Site Reliability Engineer
3B Staffing LLC
Job Description:
Qualifications:
This position is 60 % SRE and 40% SDE. Also open for candidates to join MTH along with ATL GO team. Must agree to work onsite at either of these two locations based on the team's hybrid schedule. Required Skillset
• Manage and optimize data streaming and API components in OpenShift Onpremise and AWS.
• Proactively review the application's APIs and processes to identify opportunities to optimize the response times for various application components.
• Automate various types of testing including data quality checks, automate delivery to system integration, production and automate deployment for production
• Develop integrations between the application in Onpremise and AWS and our third-party tools (ServiceNow, VersionOne, Sumo)
• Work with teams to create SLI/SLO's .
• Actively monitor and lead troubleshooting of degraded performance and hard to define issues for the platform applications, develop the solution and document artifacts in the back log from root cause analysis.
• Evolve the cloud infrastructure ecosystem for our application suite by experimenting with emerging technologies and completing prototypes to understand benefit
• Design and develop CI/CD pipeline in AWS and Openshift to deploy various application artifacts, including APIs and Data Process Jobs.

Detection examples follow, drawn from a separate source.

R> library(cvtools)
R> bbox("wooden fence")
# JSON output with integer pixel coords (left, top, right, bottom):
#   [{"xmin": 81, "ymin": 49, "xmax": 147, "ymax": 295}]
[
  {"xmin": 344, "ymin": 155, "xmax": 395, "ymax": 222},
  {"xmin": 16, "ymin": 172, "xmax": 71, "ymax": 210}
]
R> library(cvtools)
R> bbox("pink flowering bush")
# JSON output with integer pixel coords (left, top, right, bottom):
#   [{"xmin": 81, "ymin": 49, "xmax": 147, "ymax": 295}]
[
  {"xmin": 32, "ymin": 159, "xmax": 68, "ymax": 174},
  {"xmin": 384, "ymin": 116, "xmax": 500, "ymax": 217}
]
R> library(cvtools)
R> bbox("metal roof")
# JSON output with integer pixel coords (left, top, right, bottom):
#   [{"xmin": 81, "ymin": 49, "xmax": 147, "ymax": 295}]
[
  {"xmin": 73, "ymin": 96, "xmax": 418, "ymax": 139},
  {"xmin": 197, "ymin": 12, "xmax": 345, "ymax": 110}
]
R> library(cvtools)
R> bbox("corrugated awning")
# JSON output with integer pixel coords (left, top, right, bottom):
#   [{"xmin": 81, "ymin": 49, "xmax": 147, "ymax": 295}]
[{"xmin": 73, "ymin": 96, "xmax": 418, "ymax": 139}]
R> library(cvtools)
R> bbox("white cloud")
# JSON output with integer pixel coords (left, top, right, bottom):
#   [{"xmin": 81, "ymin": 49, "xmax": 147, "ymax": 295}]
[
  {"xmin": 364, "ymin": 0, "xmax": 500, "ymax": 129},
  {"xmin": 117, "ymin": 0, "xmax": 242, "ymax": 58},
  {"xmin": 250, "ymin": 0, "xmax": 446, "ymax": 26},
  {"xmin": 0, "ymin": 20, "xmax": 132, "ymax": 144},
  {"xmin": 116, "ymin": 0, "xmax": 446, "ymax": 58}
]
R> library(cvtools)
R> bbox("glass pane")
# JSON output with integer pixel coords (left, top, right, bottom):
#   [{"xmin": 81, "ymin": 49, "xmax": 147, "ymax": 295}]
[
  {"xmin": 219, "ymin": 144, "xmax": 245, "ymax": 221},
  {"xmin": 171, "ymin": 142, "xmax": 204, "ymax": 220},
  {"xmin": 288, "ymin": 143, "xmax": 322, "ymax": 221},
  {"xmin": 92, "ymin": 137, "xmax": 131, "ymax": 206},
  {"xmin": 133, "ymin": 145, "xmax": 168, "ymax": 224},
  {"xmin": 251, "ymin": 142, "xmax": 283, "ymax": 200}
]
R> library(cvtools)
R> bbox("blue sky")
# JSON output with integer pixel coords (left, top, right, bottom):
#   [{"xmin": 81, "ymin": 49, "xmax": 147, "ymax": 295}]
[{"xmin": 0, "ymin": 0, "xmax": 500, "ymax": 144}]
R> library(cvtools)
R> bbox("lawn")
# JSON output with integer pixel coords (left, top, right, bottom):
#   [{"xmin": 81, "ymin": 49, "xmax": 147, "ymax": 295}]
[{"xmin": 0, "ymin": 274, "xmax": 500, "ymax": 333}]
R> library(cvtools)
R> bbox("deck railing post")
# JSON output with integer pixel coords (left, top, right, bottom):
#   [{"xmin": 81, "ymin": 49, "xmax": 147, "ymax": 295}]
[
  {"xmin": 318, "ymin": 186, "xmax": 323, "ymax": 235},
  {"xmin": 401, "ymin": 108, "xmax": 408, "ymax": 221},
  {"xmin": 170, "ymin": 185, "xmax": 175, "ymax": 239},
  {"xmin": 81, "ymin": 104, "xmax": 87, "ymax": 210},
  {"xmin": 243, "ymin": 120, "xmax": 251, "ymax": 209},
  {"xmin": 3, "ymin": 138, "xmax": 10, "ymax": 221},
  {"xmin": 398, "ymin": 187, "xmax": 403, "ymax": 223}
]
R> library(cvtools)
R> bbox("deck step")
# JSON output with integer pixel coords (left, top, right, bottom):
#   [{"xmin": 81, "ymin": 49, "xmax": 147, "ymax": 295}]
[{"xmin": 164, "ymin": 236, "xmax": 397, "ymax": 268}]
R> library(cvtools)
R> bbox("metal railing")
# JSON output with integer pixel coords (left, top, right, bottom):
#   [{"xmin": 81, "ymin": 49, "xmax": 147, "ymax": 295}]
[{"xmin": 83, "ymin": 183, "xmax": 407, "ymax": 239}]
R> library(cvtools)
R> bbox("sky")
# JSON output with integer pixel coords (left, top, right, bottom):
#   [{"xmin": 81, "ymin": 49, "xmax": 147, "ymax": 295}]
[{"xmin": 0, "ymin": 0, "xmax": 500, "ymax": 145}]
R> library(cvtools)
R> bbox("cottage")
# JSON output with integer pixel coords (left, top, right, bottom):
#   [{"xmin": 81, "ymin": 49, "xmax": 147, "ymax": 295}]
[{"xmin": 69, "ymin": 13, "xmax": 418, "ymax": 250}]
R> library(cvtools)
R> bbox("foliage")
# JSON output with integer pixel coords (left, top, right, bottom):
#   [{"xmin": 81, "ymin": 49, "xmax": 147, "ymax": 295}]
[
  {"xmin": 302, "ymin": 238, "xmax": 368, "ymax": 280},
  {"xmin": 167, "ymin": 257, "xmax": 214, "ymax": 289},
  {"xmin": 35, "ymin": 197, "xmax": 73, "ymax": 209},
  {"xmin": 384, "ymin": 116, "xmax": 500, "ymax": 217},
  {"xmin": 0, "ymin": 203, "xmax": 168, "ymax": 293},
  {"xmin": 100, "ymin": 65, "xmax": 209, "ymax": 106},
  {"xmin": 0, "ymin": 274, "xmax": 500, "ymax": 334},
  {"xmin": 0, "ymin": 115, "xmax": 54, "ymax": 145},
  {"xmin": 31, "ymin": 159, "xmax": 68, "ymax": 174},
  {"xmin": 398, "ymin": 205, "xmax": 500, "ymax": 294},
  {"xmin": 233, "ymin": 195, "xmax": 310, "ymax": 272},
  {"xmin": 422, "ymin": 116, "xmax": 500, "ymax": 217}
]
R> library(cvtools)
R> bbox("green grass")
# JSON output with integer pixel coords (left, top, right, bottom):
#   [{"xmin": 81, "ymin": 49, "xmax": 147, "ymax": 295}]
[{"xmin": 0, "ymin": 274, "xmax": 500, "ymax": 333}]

• Analyze, design and develop the artifacts to configure the monitoring and alerting metrics so the support engineers can proactively and timely validate, troubleshoot and resolve the issues.
• Maintain data integrity and access control by using AWS security tools and services such as HSM, IAM, etc.
• Understand and develop tools to monitor AWS billing for the services, generate cost related reports and help develop and implement cost optimization strategies.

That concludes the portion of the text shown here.